(62g) Reactive Active Learning for Machine Learning Potentials Using Transition-State Finding Methods

Machine learning forcefields possess significant power by accurately mapping molecular structures onto high-dimensional potential energy surfaces, nearing quantum precision, while requiring only a fraction of the computational resources compared to quantum calculations. A notable advantage of most machine learning forcefields is the use of molecular descriptors, which enable encoding of information about chemical reactions without the need to explicitly add bonding terms, unlike most empirical forcefields. However, training machine learning forcefields to accurately account for a wide range of chemical reactions can be extremely inefficient. Therefore, there is a critical need to develop algorithms to optimize the exploration of configurations that are essential to the reactive part of the potential energy surface.

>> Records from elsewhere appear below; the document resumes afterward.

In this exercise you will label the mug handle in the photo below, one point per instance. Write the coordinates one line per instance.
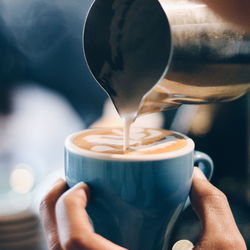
(205, 164)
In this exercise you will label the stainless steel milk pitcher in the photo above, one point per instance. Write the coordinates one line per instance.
(150, 55)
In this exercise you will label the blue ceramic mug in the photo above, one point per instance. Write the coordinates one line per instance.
(135, 200)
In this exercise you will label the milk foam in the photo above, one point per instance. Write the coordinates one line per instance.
(141, 141)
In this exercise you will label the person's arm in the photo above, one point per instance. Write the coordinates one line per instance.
(67, 225)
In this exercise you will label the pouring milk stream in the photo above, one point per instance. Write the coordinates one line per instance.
(151, 56)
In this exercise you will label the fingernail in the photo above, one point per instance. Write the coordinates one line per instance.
(199, 174)
(60, 180)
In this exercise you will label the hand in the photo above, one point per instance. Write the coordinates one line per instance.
(66, 222)
(67, 225)
(219, 230)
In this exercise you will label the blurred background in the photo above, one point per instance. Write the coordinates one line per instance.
(47, 92)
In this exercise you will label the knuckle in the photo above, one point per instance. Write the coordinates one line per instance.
(215, 193)
(222, 243)
(45, 203)
(230, 243)
(74, 242)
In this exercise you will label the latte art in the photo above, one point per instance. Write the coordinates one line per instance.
(141, 141)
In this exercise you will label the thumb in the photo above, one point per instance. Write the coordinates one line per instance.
(210, 204)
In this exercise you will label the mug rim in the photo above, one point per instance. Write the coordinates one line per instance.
(71, 147)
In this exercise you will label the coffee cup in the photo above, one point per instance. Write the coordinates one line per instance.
(136, 196)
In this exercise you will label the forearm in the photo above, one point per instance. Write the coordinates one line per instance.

Conventional active learning methods commonly employed in developing forcefields tailored for specific chemical reactions often entail lengthy molecular dynamics simulations to capture reactive events accurately. Alternative methods like enhanced sampling utilizes predefined reaction coordinates to explore diverse configurations. However, this approach introduces human bias in selecting reaction coordinates or collective variables. To address this limitation, we propose a method that automatically generates potential reactions, coupled with transition-state (TS) finding techniques capable of generating training data without specifying reaction pathways or desired products. We employed the DeePMD formalism to train our forcefields in an iterative active learning scheme. These cost-effective forcefields facilitated the exploration of reactive space through automatic generation of potential reactions and employment of TS finding methods such as the single-ended growing string and the nudged elastic band techniques. We evaluated this active learning scheme by testing it on few gas-phase reactions: ammonia synthesis and methylene imine hydrolysis, degradation of polyurethane, and a heterogeneous catalytic reaction: methane coupling on titanium carbide. Our results demonstrated accurate predictions of reaction barriers for these reactions via our active learning scheme, with a notable reduction in the total number of configurations required to achieve comparable performance to other active learning methods.